You seem to be the hub of decentralization
I'm tired and not feeling well today, (not to mention all the work I've gotta get done) so this post is going to be fairly short I'm afraid.
First... a tribute to the Ishbane Conspiracy. I finished it last night. I was in tears through the last two chapters. Insanely good book. READ IT DANGIT.
...and now I'm feeling sorrow at being finished it. It's like losing a loved one (Especially when you read as slow as I do, the book becomes a LONG time friend).
Promise Keepers this weekend was totally awesome. It's hard to describe a conference like that... it was huge in a lot of ways. Over 10 thousand men getting sore south ends on the seats at Safeco field, and freezing the rest in the cold air. 10 thousand men singing as loudly as they could, praising one God. We laughed, yelled ourselves hoarse, worshiped, cried, drank coffee, crowded the bathrooms, and let some pretty good bass reverberate in our chests.

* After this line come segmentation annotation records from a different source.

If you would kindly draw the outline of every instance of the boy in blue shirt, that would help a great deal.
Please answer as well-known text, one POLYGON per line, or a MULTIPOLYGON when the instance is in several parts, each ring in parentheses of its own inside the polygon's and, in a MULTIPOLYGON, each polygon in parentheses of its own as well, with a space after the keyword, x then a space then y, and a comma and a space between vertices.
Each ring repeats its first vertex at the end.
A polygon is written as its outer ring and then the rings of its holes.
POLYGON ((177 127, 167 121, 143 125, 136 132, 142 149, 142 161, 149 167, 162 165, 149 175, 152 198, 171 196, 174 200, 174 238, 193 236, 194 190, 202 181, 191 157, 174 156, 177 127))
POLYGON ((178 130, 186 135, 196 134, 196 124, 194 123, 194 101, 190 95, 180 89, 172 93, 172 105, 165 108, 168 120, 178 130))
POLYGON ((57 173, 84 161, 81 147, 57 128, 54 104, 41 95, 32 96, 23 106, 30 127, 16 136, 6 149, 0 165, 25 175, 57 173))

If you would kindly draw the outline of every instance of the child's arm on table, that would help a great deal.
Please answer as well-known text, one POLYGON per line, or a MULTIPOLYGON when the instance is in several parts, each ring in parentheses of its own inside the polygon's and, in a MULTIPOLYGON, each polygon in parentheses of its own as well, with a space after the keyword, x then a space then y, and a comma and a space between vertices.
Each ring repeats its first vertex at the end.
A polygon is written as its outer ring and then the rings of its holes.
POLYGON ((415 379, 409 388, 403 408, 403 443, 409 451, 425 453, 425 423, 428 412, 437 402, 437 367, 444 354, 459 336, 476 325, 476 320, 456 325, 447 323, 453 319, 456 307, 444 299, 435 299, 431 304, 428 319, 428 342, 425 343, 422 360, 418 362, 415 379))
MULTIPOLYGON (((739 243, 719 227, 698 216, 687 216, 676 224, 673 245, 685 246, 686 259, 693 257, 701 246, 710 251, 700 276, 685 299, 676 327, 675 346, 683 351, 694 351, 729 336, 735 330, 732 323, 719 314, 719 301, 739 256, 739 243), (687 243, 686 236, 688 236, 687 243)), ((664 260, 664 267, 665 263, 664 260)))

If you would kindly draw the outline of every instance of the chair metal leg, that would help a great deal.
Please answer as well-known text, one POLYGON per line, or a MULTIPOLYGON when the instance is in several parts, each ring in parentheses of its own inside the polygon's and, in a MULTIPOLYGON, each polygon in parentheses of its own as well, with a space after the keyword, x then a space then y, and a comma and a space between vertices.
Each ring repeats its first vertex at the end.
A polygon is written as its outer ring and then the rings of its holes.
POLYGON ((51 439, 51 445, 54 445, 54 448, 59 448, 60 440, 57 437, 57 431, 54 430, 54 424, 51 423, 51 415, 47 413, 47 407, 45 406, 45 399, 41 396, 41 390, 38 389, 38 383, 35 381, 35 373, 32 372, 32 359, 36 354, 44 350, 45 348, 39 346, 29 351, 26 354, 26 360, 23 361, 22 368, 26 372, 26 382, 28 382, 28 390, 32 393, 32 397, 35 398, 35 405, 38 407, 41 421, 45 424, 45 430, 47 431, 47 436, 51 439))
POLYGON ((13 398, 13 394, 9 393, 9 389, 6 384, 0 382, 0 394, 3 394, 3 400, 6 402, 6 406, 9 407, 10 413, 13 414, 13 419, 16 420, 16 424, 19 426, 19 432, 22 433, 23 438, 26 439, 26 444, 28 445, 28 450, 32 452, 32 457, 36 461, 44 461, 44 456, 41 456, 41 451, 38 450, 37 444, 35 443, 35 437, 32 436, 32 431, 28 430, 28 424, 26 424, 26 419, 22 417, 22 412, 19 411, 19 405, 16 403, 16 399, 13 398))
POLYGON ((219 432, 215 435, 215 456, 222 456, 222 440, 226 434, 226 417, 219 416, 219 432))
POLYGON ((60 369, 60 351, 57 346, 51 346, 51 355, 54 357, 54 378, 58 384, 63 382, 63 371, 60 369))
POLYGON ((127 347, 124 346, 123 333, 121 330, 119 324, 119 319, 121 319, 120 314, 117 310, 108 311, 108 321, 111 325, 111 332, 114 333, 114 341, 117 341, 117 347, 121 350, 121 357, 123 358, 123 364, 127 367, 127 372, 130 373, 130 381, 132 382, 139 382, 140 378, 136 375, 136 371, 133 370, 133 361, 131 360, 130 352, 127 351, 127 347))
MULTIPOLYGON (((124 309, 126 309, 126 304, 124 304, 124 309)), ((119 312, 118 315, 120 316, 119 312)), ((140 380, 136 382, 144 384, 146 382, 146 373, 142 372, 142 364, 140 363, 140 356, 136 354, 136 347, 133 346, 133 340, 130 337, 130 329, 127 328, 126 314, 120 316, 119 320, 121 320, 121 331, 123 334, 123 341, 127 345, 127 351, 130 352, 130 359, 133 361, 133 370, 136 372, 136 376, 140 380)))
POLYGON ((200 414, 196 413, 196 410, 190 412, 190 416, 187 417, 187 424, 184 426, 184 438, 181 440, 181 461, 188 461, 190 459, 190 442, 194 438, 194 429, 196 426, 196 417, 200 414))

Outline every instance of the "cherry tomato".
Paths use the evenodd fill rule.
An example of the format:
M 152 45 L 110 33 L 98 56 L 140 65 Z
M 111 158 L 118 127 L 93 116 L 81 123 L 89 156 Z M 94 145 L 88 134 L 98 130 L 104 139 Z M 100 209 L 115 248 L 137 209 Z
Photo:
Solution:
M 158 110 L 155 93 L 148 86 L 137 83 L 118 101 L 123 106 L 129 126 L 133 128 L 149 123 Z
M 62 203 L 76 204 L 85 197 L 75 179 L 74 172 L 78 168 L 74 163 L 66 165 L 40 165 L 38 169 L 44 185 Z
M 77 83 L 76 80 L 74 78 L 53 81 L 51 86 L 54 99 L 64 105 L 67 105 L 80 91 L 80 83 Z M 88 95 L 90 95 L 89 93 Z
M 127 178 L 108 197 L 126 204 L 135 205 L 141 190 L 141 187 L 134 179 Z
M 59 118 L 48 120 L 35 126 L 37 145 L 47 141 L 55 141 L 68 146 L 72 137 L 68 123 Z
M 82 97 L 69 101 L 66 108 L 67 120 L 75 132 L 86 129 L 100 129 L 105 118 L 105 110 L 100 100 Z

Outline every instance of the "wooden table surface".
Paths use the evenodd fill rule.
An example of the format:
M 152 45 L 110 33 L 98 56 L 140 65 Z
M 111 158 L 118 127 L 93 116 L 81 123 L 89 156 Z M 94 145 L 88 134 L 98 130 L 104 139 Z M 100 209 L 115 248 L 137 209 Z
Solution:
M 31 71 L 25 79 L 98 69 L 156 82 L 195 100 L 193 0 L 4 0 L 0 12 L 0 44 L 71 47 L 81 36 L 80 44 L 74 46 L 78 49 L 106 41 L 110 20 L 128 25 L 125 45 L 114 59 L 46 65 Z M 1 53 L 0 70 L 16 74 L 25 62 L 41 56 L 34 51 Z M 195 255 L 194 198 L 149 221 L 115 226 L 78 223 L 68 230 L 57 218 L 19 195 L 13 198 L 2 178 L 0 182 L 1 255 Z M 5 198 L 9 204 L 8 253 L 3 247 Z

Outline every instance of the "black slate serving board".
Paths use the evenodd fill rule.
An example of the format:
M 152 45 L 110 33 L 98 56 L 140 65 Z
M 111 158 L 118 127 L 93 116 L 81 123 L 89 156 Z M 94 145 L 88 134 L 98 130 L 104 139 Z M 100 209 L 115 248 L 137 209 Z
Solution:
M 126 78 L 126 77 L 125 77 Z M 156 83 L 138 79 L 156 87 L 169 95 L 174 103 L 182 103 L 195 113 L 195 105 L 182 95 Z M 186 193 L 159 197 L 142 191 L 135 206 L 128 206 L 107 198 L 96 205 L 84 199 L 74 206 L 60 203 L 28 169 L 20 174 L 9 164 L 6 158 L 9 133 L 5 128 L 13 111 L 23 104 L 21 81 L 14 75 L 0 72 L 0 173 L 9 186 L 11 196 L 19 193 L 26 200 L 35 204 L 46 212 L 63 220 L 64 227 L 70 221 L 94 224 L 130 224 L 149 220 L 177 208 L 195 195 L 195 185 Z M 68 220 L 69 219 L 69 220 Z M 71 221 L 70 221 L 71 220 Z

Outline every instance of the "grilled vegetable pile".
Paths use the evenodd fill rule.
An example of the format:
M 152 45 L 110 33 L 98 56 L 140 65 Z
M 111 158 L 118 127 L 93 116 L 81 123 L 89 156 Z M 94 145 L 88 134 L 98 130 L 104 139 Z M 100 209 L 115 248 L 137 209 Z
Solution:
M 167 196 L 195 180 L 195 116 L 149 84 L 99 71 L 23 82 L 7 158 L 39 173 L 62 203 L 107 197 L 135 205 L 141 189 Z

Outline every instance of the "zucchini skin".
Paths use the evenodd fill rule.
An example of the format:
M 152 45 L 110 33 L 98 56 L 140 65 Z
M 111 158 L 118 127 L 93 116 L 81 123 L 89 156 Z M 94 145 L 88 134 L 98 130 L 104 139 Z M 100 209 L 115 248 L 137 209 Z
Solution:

Most of the speakers were great. The music was good, and the comedy was better (which included a terrific anecdote about toilet seats). Even the Seattle folk were amusing and friendly.
But the cool part of all of it was what God spoke to me about during the friday evening and saturday. He gently convicted me about my laziness... and gave me a glimpse of a different attitude. One of servanthood. One of taking delight and fulfillment from the jobs he has assigned me today. He stirred my heart with a desire to become what I was made to be... with all my ingrained longings for courage, battles, heroic sacrifice, tender gentleness, and love. He pointed out the area's where I hadn't honored the women in my life, and challenged me to do better. He kept pointing to His son, Jesus, and said 'He is the kind of man I want you to become.'
I keep seeing how much of a stumbling block my pride is. I've got so much of it... So many sturdy defenses. I've been praying again, asking that God would humble me. I've been asking Him to show me how broken and pathetic I truly am, and teach me humbleness.
Thank you, those of you who prayed for me. The trip went very well, and it was a great blessing to me.
Thank you Dad for going with me, and putting so much into it. It means so much to me that we could share that time together.
Thank you Lord for meeting me there, just as I was.